Гаарден насупил брови.
— Гаарден! — продолжал Михайлов. — Неужели я должен напоминать тебе о твоем старшем сыне?
— Товарищ! — печально возразил старый голландец. — Не нарушай моего душевного спокойствия воспоминанием о сыне, от которого я отрекся! Подумал ли он обо мне, когда я лежал на смертном одре?
— Конечно! — с живостью вскричал Михайлов. — Бедный молодой человек не отходил от твоей постели до самой той минуты, когда ты, упорно покачав головой, отвечал, что не хочешь видеть его.
— Товарищ, — возразил больной, — я прошу у тебя прощения, потому что виноват пред тобою; между тем как Вильгельм предо мною.

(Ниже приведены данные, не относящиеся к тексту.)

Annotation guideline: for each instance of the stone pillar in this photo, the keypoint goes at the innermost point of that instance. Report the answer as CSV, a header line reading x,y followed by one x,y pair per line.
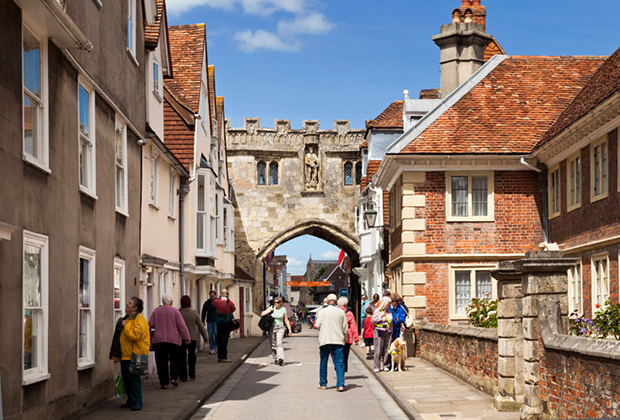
x,y
544,275
510,392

— Но он готов просить прощения.
— Этого мало! Он должен повиноваться, — упрямо отвечал старик.
— Послушай, — сказал Михайлов. — Ты имеешь полное право требовать беспрекословного повиновения от своего сына, но ты не должен употреблять во зло этого права. Зачем ты требуешь, чтобы он вступил в звание, к которому он не чувствует ни малейшей склонности? Ты жертвуешь счастием своего детища упрямству. Твой сын добрый, умный юноша, он ведет себя прекрасно. Хозяин, у которого он служил, чрезвычайно доволен им.
— Я плотник, — возразил упрямый голландец, — и доволен своим ремеслом, следовательно, и сын мой может довольствоваться им. Морская служба сопряжена с великими опасностями.